Attack on SIAE: hackers blackmail Italian artists

Approximately 60 GB of data have been stolen and encrypted from the SIAE database: hackers demand a 3 million euro ransom in Bitcoin, or they will publish everything

Hackers don't really spare anyone, not even artists: according to what has been learned by the news agency AGI, in fact, during the night there was a major hacker attack against the SIAE, the Italian Society of Authors and Publishers that protects the copyrights for musical, cinematographic and multimedia works. It's not an attack on the website, but a ransomware virus.

That kind of virus, that is, that once infiltrated in a network proceeds to encrypt all data stored in it making them unusable by the legitimate owner. In these cases, the strategy of the hackers is very clear: encrypt the data and then ask the victim for an economic ransom, i.e. make him pay to get the data back. As it usually happens in these cases, then, some of the encrypted data are published on the Dark Web to witness the "data breach" and to start receiving offers to buy: if the victim doesn't pay, in fact, not only he doesn't get back the encrypted data, but the data are also sold to other cybercriminals. In the case of the hacker attack on the SIAE, from what we learned from AGI, the publication of some data has already happened.

Hacker attack on the SIAE: what happened

The attack against the Italian Authors' and Publishers' Society by hackers would have happened just a few hours ago: the communication of what happened to the Postal Police and to the Privacy Authority (both mandatory, in these cases) was in fact sent in the morning.

The website of the organization is not under attack, which is still online and does not show any problem, but the database containing the data of the authors and the registered artists. The stolen and encrypted data amounts to 60-70 GB, and it contains everything: members' identity documents (driver's licenses, identity cards and passports), bank IBANs and credit cards on which SIAE pays royalties to copyright holders, contracts between artists and companies.
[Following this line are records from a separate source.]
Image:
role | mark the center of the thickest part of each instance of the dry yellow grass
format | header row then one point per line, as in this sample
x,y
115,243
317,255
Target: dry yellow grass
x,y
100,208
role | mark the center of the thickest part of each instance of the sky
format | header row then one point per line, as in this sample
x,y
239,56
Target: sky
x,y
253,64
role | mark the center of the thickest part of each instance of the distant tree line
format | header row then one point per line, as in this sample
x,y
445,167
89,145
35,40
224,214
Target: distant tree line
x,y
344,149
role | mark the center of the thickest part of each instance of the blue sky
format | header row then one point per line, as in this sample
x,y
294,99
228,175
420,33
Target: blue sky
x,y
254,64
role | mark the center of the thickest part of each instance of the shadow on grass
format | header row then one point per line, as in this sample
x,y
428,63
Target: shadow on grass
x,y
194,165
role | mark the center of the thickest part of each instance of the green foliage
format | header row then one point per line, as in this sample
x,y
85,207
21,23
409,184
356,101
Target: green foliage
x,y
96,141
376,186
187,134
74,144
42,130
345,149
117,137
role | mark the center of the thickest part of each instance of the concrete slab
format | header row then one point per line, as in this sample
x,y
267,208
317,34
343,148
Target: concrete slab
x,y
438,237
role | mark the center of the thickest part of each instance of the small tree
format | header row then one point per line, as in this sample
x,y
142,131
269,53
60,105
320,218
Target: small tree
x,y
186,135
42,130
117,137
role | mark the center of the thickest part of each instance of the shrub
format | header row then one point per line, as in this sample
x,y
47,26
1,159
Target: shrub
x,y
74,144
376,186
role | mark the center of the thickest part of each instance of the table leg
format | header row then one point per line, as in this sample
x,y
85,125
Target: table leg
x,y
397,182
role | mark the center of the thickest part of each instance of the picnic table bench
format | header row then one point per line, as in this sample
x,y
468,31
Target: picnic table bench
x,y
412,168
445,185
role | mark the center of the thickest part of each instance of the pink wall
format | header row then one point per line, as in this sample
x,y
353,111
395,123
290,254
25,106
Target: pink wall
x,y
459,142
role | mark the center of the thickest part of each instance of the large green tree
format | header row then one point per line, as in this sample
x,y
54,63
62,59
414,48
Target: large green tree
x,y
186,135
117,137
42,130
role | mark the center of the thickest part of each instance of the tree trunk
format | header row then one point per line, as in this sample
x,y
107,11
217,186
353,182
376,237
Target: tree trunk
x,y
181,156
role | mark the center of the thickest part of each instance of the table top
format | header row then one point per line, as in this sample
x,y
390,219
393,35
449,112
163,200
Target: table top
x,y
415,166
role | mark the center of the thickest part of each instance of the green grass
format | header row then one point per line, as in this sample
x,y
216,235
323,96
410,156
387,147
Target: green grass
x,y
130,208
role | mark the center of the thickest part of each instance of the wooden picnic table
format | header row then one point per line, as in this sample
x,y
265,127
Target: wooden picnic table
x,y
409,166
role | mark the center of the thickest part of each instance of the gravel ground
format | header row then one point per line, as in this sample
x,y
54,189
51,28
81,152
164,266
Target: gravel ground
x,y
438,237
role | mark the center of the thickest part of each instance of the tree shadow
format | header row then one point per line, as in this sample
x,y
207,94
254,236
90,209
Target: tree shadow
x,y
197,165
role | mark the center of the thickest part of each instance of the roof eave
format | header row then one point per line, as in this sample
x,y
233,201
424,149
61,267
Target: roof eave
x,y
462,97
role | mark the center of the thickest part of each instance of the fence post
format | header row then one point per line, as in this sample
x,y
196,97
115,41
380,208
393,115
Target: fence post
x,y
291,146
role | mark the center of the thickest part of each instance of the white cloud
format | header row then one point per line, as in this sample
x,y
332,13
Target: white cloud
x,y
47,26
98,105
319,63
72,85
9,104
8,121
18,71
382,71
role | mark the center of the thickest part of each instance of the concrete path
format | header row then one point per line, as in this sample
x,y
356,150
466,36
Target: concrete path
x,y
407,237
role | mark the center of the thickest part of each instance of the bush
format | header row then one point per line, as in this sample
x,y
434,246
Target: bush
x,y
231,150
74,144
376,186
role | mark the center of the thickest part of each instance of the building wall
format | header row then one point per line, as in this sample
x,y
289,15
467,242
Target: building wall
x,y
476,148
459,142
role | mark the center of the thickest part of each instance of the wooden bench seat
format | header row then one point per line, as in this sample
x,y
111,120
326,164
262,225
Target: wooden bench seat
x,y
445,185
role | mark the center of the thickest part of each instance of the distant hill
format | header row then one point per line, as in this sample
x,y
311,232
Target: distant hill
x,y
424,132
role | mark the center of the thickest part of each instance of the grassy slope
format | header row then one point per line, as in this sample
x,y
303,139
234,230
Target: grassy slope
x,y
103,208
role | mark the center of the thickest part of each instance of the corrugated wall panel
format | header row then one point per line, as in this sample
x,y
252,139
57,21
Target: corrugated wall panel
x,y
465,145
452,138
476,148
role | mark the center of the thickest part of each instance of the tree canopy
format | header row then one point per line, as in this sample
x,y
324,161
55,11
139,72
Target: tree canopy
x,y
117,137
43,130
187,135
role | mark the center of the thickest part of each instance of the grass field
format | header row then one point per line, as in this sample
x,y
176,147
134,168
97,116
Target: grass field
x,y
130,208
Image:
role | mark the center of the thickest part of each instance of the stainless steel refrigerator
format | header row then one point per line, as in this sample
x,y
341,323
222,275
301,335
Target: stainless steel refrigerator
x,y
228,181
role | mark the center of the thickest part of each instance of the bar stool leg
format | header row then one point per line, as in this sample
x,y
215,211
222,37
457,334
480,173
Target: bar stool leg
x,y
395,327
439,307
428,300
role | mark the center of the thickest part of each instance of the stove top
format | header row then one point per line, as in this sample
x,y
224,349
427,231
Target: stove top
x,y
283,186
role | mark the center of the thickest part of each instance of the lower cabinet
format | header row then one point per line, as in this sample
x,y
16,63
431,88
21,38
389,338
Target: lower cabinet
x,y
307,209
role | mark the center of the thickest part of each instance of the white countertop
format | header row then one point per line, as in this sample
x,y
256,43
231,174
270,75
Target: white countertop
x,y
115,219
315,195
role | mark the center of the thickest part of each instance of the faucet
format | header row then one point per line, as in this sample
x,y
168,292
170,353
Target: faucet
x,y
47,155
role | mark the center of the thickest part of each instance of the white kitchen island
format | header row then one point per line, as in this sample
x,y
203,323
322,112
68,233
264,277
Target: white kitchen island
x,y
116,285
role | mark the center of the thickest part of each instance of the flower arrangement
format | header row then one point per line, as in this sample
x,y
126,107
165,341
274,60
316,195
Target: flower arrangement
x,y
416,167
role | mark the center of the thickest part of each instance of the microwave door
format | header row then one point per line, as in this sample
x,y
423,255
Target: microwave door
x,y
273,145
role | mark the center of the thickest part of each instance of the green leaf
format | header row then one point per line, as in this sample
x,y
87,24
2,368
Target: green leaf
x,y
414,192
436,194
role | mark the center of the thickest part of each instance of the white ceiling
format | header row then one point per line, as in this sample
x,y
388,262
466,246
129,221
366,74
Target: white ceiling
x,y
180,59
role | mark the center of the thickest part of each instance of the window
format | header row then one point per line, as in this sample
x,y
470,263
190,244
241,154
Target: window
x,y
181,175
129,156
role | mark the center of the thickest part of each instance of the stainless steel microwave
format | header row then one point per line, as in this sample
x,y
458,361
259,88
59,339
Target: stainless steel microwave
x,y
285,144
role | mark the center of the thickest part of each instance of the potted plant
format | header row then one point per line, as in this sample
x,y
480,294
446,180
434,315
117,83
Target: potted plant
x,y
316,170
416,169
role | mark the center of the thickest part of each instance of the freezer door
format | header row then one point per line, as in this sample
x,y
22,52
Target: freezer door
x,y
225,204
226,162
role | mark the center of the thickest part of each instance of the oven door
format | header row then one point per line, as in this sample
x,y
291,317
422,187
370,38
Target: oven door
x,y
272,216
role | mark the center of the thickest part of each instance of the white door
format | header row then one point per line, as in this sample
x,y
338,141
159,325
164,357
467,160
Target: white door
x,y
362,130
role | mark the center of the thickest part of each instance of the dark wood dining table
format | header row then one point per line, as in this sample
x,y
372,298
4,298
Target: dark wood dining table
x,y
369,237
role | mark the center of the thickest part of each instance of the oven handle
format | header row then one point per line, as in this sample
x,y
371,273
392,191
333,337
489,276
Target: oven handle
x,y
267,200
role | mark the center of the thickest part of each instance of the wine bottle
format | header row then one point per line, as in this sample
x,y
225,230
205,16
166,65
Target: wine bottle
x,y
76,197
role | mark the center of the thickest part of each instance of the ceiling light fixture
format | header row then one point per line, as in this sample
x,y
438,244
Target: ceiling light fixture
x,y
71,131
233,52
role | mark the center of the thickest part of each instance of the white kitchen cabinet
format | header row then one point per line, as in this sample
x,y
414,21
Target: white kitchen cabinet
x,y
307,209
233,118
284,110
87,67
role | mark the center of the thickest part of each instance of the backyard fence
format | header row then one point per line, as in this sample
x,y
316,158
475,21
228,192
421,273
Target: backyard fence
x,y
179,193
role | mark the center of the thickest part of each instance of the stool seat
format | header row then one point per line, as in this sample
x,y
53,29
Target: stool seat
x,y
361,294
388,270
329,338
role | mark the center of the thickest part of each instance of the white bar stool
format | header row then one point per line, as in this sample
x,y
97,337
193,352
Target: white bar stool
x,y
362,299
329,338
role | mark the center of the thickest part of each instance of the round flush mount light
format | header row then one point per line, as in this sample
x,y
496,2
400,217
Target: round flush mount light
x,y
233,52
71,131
At AGI, the SIAE has confirmed that it is a ransomware attack, that a ransom in Bitcoin worth 3 million euros has been demanded, that it has warned the Postal Police and the Privacy Guarantor but that it has no intention of paying the ransom.

Apparently two weeks ago, the company was the subject of a phishing attempt, so it cannot be ruled out that the two episodes are connected. From the first information available, it is already certain that the attack on the SIAE database was carried out by the hacker collective "Everest", which develops the ransomware of the same name, which in turn is derived from Everbe 2.0.

The Everest ransomware

The Everest computer virus started circulating very quickly in 2020 and was born from a rib of Everbe 2.0. After being infiltrated into a computer system, it starts encrypting files. The infection usually starts with a spam email containing an attachment that launches a script, which in turn downloads and installs the virus.

According to the experience gained during other attacks carried out by the development team of this ransomware, it is not very convenient to pay the ransom: very often the payment is simply ignored, it is a scam within a scam.

Tools have been developed by independent security researchers to decrypt files affected by Everest. Their effectiveness, however, is not always guaranteed and, after suffering the attack, data is usually considered lost. It can be recovered from a backup, but a copy of it will still remain in the hands of hackers who will try to sell it on the Dark Web to monetize the attack.